Responding, the Special Assistant to the President on Social Media, Dada Olusegun, said the depreciation of the naira had significantly inflated the local currency value of external debt, thereby distorting public perception of Nigeria’s actual borrowing position.

He maintained that Nigeria’s debt in dollar terms remained relatively stable, ranging from about $108bn in 2023 to $109bn in 2026, insisting that this reflected a more accurate picture of the country’s obligations.

Olusegun also disclosed that the administration inherited about ₦20tn in Ways and Means financing, which was later securitised, adding that this formed a significant component of the current debt profile being criticised.

He further argued that Nigeria’s total debt burden includes obligations of both the Federal Government and subnational governments, cautioning against attributing the entire figure solely to the Tinubu administration.
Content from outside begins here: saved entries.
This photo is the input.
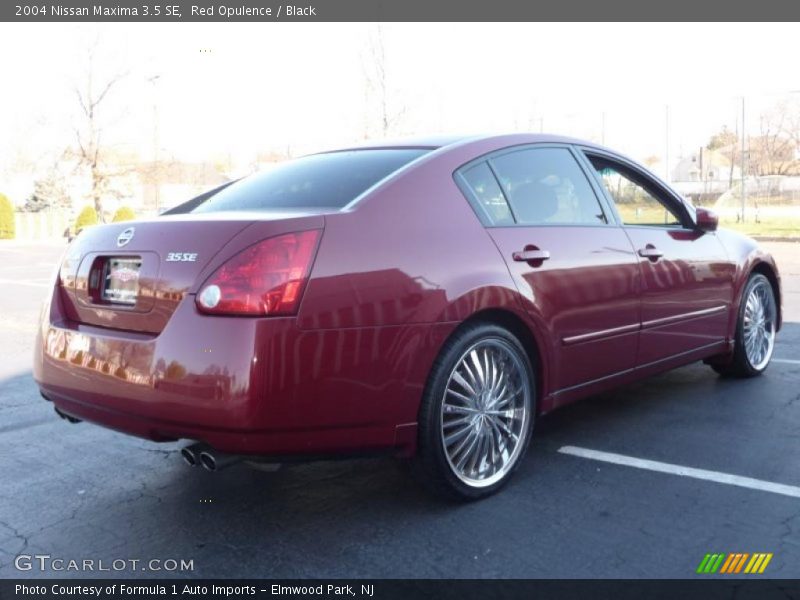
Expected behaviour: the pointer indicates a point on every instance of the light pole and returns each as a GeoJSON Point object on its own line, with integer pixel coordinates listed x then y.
{"type": "Point", "coordinates": [742, 167]}
{"type": "Point", "coordinates": [156, 168]}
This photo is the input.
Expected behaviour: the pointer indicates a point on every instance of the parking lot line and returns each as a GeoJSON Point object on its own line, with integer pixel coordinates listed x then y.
{"type": "Point", "coordinates": [652, 465]}
{"type": "Point", "coordinates": [787, 361]}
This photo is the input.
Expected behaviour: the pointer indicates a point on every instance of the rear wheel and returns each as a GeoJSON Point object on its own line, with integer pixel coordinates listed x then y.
{"type": "Point", "coordinates": [755, 330]}
{"type": "Point", "coordinates": [477, 413]}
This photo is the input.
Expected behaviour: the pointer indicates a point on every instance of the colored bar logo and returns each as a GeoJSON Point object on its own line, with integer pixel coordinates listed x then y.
{"type": "Point", "coordinates": [734, 562]}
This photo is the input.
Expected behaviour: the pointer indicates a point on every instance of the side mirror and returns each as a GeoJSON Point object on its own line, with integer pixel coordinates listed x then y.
{"type": "Point", "coordinates": [706, 220]}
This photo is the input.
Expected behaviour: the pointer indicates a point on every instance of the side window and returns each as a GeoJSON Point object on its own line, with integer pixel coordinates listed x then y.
{"type": "Point", "coordinates": [488, 194]}
{"type": "Point", "coordinates": [635, 203]}
{"type": "Point", "coordinates": [546, 186]}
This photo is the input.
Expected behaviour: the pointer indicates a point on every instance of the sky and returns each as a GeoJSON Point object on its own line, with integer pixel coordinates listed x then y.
{"type": "Point", "coordinates": [236, 89]}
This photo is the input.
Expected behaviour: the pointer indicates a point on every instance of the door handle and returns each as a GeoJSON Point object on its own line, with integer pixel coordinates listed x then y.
{"type": "Point", "coordinates": [650, 252]}
{"type": "Point", "coordinates": [530, 255]}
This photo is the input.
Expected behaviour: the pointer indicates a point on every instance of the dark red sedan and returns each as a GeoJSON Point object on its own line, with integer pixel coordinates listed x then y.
{"type": "Point", "coordinates": [429, 298]}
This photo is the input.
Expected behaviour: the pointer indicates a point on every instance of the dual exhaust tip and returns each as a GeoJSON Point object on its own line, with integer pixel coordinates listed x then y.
{"type": "Point", "coordinates": [203, 455]}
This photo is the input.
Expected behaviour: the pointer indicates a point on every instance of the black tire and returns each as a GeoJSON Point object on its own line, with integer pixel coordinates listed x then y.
{"type": "Point", "coordinates": [432, 465]}
{"type": "Point", "coordinates": [739, 364]}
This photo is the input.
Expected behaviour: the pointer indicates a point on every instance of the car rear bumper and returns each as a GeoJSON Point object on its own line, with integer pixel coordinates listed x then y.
{"type": "Point", "coordinates": [241, 385]}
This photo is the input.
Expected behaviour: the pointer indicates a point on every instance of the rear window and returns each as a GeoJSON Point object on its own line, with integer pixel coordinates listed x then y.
{"type": "Point", "coordinates": [330, 180]}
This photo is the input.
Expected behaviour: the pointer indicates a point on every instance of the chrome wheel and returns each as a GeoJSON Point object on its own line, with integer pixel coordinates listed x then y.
{"type": "Point", "coordinates": [485, 412]}
{"type": "Point", "coordinates": [759, 325]}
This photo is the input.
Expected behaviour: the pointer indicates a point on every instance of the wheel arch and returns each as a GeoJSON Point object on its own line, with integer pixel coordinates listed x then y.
{"type": "Point", "coordinates": [769, 271]}
{"type": "Point", "coordinates": [526, 335]}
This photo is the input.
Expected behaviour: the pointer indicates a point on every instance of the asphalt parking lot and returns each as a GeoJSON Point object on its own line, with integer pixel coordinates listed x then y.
{"type": "Point", "coordinates": [82, 492]}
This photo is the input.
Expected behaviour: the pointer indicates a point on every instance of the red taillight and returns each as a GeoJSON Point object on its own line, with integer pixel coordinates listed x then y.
{"type": "Point", "coordinates": [266, 279]}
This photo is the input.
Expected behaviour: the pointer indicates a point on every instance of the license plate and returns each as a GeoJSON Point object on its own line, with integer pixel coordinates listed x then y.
{"type": "Point", "coordinates": [122, 280]}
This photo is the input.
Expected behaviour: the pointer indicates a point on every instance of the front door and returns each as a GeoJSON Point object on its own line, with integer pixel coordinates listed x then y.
{"type": "Point", "coordinates": [687, 278]}
{"type": "Point", "coordinates": [575, 269]}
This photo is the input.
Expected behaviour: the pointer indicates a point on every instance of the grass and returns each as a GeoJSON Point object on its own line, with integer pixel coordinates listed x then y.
{"type": "Point", "coordinates": [787, 226]}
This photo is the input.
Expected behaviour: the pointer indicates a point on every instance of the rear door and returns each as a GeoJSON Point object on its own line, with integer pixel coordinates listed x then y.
{"type": "Point", "coordinates": [573, 265]}
{"type": "Point", "coordinates": [687, 277]}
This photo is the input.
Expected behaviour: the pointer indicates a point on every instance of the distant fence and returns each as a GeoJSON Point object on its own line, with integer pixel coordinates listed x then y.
{"type": "Point", "coordinates": [45, 225]}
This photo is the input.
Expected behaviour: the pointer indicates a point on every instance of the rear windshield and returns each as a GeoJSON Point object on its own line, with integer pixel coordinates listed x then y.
{"type": "Point", "coordinates": [329, 180]}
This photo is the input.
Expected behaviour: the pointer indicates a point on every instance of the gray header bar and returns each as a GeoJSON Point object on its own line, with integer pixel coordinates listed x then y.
{"type": "Point", "coordinates": [397, 10]}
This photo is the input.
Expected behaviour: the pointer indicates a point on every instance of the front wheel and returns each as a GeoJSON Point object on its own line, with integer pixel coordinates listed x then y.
{"type": "Point", "coordinates": [755, 330]}
{"type": "Point", "coordinates": [477, 413]}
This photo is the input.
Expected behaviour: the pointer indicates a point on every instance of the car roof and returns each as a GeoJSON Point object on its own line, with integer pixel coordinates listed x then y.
{"type": "Point", "coordinates": [434, 142]}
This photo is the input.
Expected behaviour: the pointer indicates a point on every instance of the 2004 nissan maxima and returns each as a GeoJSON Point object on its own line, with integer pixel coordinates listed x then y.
{"type": "Point", "coordinates": [429, 298]}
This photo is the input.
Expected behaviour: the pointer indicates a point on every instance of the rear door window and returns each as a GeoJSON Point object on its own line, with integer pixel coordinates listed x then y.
{"type": "Point", "coordinates": [546, 186]}
{"type": "Point", "coordinates": [330, 180]}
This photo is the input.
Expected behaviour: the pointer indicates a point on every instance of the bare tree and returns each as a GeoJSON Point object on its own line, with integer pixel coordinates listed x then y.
{"type": "Point", "coordinates": [774, 150]}
{"type": "Point", "coordinates": [376, 89]}
{"type": "Point", "coordinates": [92, 94]}
{"type": "Point", "coordinates": [726, 142]}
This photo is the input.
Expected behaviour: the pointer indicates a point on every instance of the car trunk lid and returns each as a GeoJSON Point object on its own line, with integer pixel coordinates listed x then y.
{"type": "Point", "coordinates": [131, 276]}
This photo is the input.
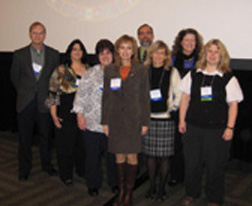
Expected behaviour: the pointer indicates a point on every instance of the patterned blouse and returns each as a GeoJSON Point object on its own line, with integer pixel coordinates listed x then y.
{"type": "Point", "coordinates": [63, 81]}
{"type": "Point", "coordinates": [89, 96]}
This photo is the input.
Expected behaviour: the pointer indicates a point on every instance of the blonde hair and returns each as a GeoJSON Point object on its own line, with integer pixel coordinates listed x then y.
{"type": "Point", "coordinates": [177, 47]}
{"type": "Point", "coordinates": [224, 64]}
{"type": "Point", "coordinates": [37, 23]}
{"type": "Point", "coordinates": [125, 39]}
{"type": "Point", "coordinates": [156, 46]}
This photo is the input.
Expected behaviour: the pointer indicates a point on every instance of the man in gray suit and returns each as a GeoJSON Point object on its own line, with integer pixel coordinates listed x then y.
{"type": "Point", "coordinates": [30, 73]}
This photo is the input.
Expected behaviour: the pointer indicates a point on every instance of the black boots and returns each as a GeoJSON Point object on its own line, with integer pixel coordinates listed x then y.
{"type": "Point", "coordinates": [130, 181]}
{"type": "Point", "coordinates": [126, 184]}
{"type": "Point", "coordinates": [121, 179]}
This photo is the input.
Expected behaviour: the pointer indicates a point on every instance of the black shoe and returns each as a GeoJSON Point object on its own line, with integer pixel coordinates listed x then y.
{"type": "Point", "coordinates": [93, 192]}
{"type": "Point", "coordinates": [161, 196]}
{"type": "Point", "coordinates": [23, 178]}
{"type": "Point", "coordinates": [173, 183]}
{"type": "Point", "coordinates": [115, 189]}
{"type": "Point", "coordinates": [52, 172]}
{"type": "Point", "coordinates": [68, 182]}
{"type": "Point", "coordinates": [150, 193]}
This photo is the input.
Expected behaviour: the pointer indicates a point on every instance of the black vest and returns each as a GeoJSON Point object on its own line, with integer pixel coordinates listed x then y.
{"type": "Point", "coordinates": [160, 78]}
{"type": "Point", "coordinates": [208, 114]}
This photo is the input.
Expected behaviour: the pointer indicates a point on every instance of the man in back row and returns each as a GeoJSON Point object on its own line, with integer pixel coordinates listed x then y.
{"type": "Point", "coordinates": [145, 37]}
{"type": "Point", "coordinates": [30, 72]}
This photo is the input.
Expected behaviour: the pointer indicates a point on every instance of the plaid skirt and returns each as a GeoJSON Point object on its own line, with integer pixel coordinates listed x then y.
{"type": "Point", "coordinates": [159, 141]}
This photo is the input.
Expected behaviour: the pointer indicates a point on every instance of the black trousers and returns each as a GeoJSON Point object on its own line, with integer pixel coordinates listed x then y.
{"type": "Point", "coordinates": [69, 146]}
{"type": "Point", "coordinates": [205, 147]}
{"type": "Point", "coordinates": [27, 119]}
{"type": "Point", "coordinates": [96, 144]}
{"type": "Point", "coordinates": [177, 163]}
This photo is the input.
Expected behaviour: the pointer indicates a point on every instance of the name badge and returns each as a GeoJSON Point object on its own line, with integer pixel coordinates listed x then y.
{"type": "Point", "coordinates": [77, 82]}
{"type": "Point", "coordinates": [206, 93]}
{"type": "Point", "coordinates": [101, 87]}
{"type": "Point", "coordinates": [115, 83]}
{"type": "Point", "coordinates": [155, 95]}
{"type": "Point", "coordinates": [36, 68]}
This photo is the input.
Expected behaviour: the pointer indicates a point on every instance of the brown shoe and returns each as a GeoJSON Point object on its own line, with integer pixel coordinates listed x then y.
{"type": "Point", "coordinates": [188, 201]}
{"type": "Point", "coordinates": [213, 204]}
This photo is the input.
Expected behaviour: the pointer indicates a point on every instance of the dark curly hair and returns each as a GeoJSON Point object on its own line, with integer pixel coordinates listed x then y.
{"type": "Point", "coordinates": [102, 45]}
{"type": "Point", "coordinates": [68, 59]}
{"type": "Point", "coordinates": [177, 42]}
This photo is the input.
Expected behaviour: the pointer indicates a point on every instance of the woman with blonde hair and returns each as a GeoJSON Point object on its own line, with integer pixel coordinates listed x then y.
{"type": "Point", "coordinates": [158, 144]}
{"type": "Point", "coordinates": [125, 113]}
{"type": "Point", "coordinates": [208, 112]}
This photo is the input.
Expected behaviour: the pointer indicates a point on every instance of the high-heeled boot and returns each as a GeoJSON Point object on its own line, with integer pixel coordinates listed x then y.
{"type": "Point", "coordinates": [130, 181]}
{"type": "Point", "coordinates": [121, 184]}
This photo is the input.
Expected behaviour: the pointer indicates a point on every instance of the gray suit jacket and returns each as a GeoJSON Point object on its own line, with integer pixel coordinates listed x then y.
{"type": "Point", "coordinates": [24, 80]}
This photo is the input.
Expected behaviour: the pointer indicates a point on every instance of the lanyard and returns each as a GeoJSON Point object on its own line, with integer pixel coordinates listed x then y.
{"type": "Point", "coordinates": [161, 78]}
{"type": "Point", "coordinates": [204, 78]}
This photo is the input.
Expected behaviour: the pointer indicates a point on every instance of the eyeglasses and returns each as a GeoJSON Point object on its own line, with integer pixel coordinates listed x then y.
{"type": "Point", "coordinates": [144, 32]}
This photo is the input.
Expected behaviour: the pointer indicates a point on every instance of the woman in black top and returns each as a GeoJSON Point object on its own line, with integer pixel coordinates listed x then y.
{"type": "Point", "coordinates": [64, 83]}
{"type": "Point", "coordinates": [185, 52]}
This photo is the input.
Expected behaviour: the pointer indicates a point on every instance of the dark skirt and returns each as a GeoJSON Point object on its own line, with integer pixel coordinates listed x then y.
{"type": "Point", "coordinates": [159, 142]}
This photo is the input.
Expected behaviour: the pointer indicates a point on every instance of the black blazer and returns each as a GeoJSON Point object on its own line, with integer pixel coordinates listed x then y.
{"type": "Point", "coordinates": [24, 80]}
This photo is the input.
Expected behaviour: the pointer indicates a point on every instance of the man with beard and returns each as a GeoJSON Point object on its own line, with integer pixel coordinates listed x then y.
{"type": "Point", "coordinates": [145, 37]}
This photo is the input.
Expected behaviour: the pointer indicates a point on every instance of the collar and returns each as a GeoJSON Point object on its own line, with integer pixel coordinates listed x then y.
{"type": "Point", "coordinates": [217, 72]}
{"type": "Point", "coordinates": [38, 51]}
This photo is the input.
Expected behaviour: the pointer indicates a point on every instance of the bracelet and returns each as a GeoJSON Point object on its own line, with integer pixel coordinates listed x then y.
{"type": "Point", "coordinates": [232, 128]}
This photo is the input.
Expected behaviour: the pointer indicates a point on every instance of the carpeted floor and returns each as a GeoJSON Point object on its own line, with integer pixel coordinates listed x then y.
{"type": "Point", "coordinates": [43, 190]}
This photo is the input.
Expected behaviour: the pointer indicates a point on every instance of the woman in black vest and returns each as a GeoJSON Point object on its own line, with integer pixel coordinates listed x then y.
{"type": "Point", "coordinates": [208, 112]}
{"type": "Point", "coordinates": [158, 144]}
{"type": "Point", "coordinates": [185, 52]}
{"type": "Point", "coordinates": [64, 83]}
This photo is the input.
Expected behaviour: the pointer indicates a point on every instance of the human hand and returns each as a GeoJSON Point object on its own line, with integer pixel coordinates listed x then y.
{"type": "Point", "coordinates": [106, 129]}
{"type": "Point", "coordinates": [182, 127]}
{"type": "Point", "coordinates": [228, 134]}
{"type": "Point", "coordinates": [82, 123]}
{"type": "Point", "coordinates": [144, 130]}
{"type": "Point", "coordinates": [57, 122]}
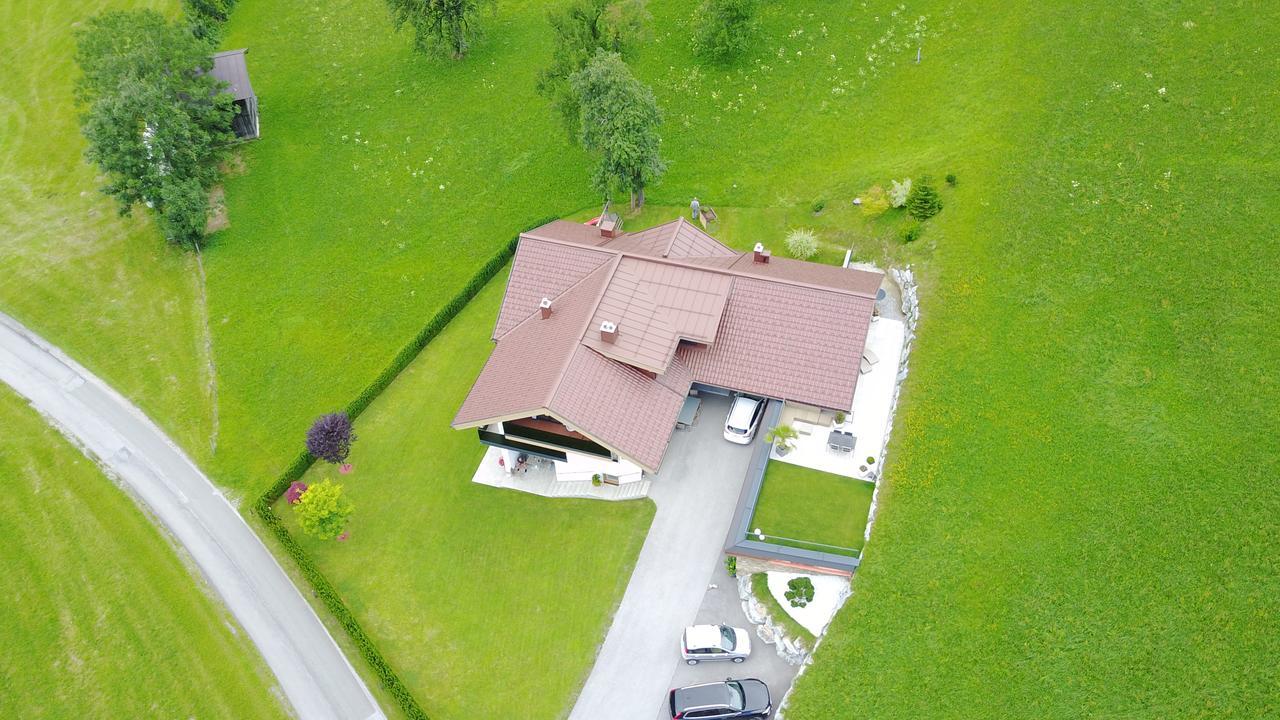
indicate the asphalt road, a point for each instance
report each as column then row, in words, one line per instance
column 314, row 674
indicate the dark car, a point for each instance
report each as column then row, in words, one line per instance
column 718, row 701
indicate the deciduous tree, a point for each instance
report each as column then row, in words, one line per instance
column 330, row 437
column 723, row 28
column 323, row 510
column 439, row 26
column 156, row 122
column 620, row 121
column 577, row 32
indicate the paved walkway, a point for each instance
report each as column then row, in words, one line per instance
column 311, row 670
column 695, row 493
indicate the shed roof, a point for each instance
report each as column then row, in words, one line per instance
column 229, row 67
column 688, row 309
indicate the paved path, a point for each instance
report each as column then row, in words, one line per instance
column 695, row 493
column 311, row 670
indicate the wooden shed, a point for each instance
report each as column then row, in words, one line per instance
column 229, row 67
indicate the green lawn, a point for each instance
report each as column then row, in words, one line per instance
column 812, row 506
column 101, row 619
column 105, row 288
column 1079, row 493
column 483, row 600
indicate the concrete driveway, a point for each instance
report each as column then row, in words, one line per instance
column 695, row 493
column 311, row 669
column 722, row 605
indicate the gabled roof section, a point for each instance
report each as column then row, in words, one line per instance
column 229, row 67
column 677, row 238
column 620, row 406
column 654, row 306
column 814, row 274
column 812, row 356
column 543, row 269
column 525, row 368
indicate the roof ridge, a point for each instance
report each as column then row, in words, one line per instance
column 675, row 233
column 730, row 270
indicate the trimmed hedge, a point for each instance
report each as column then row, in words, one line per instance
column 320, row 586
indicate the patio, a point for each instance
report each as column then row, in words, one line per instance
column 868, row 420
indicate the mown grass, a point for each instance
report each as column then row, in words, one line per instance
column 483, row 600
column 1079, row 516
column 812, row 510
column 105, row 288
column 101, row 618
column 1095, row 324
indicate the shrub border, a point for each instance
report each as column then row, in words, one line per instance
column 320, row 584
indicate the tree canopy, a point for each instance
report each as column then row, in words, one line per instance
column 439, row 26
column 577, row 32
column 329, row 437
column 620, row 121
column 156, row 122
column 323, row 510
column 723, row 28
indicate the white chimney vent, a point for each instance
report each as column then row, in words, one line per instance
column 762, row 255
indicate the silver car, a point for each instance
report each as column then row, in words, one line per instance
column 714, row 642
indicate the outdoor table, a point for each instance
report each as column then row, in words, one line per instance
column 841, row 441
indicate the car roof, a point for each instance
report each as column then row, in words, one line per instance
column 704, row 695
column 703, row 636
column 740, row 415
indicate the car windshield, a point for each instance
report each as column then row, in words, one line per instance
column 740, row 417
column 730, row 637
column 736, row 700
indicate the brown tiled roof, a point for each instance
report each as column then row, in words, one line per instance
column 677, row 238
column 654, row 305
column 543, row 269
column 688, row 309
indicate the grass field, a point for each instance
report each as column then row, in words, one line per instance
column 105, row 288
column 101, row 619
column 1079, row 496
column 483, row 600
column 812, row 506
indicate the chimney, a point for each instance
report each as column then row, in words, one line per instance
column 611, row 224
column 762, row 255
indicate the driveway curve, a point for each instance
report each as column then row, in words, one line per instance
column 314, row 674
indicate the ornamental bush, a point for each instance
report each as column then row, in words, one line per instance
column 323, row 511
column 923, row 201
column 723, row 28
column 330, row 437
column 799, row 591
column 801, row 242
column 899, row 192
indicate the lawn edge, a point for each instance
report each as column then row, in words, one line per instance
column 263, row 506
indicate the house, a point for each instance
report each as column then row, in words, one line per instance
column 229, row 67
column 602, row 336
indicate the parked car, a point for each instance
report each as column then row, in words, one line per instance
column 714, row 642
column 744, row 419
column 721, row 701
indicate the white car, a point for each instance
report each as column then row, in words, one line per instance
column 714, row 642
column 744, row 418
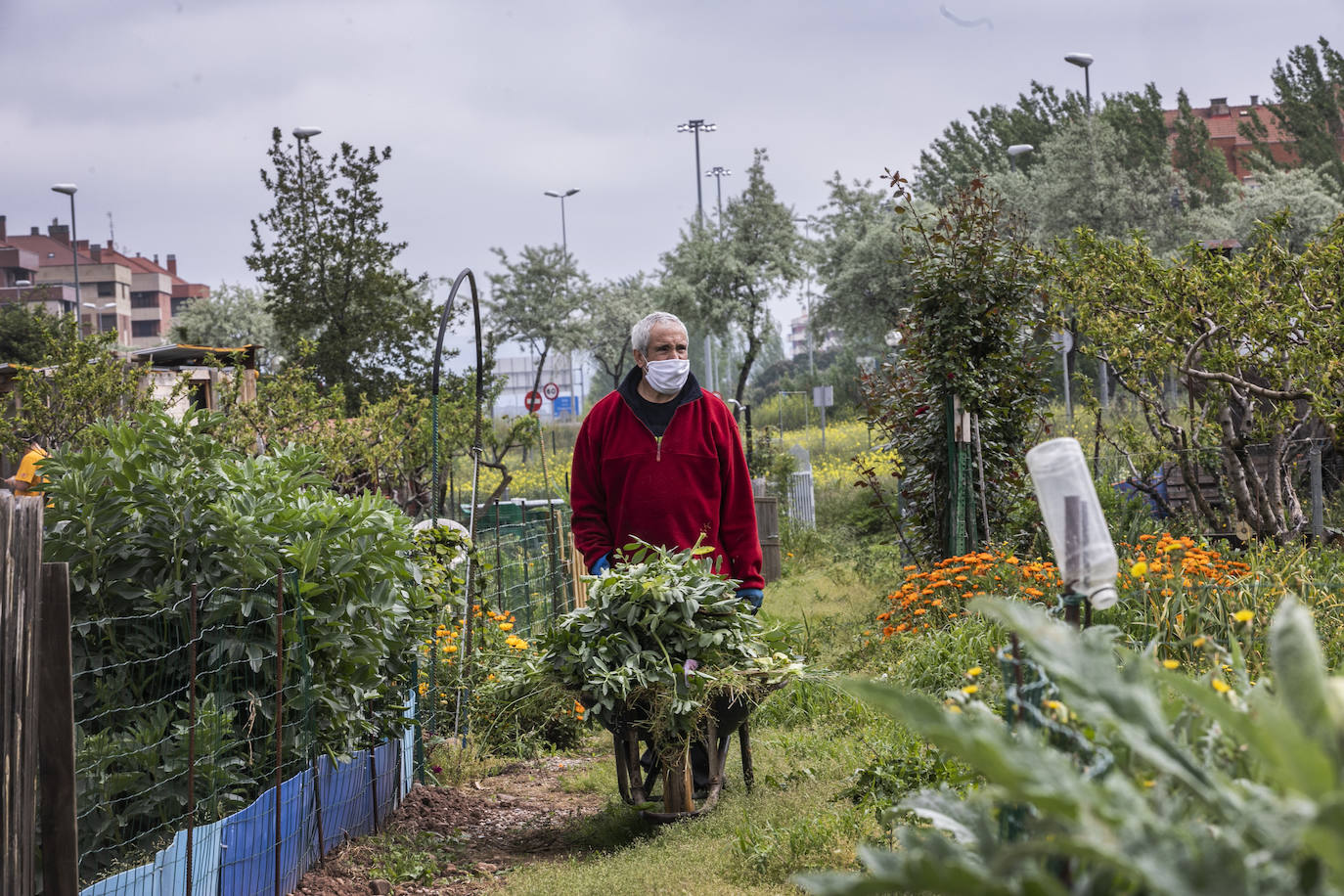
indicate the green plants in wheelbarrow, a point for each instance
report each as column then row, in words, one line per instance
column 664, row 644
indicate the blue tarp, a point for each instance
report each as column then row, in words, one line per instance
column 247, row 866
column 236, row 856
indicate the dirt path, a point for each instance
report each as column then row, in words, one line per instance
column 466, row 838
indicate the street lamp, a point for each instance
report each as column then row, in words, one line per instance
column 1017, row 150
column 564, row 240
column 304, row 136
column 719, row 172
column 695, row 126
column 1084, row 61
column 807, row 293
column 70, row 190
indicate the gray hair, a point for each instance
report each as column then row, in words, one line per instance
column 640, row 332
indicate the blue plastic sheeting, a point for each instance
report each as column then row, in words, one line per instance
column 409, row 745
column 236, row 856
column 137, row 881
column 347, row 810
column 171, row 863
column 167, row 874
column 248, row 853
column 387, row 762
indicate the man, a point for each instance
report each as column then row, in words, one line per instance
column 660, row 460
column 25, row 479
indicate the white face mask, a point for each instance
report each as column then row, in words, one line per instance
column 667, row 378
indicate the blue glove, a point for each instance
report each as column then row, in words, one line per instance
column 751, row 596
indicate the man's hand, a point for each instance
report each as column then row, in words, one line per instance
column 751, row 596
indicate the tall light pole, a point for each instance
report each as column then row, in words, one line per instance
column 807, row 294
column 302, row 136
column 1084, row 61
column 564, row 240
column 695, row 126
column 70, row 190
column 719, row 172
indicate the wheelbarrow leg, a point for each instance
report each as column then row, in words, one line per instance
column 639, row 788
column 622, row 773
column 744, row 741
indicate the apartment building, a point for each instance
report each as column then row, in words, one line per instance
column 1225, row 133
column 133, row 297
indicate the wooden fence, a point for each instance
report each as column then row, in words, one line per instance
column 36, row 713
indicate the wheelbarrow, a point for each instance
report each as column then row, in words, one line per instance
column 728, row 716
In a counter-argument, the presidential aide questioned Obi’s interpretation of debt valuation, asking whether a stronger naira that reduces the local currency value of debt would amount to actual repayment.

“If tomorrow the naira is fixed at ₦500 to the dollar and the debt figure drops, does that mean the debt has been repaid?” he queried.

The Presidency maintained that the country’s borrowing trajectory must be assessed within the broader context of ongoing economic reforms, including fuel subsidy removal and foreign exchange liberalisation, which have reshaped fiscal dynamics.

The latest exchange has further deepened national debate on Nigeria’s debt sustainability, with analysts divided over whether rising figures reflect fiscal recklessness or necessary borrowing to support structural reforms and infrastructure development.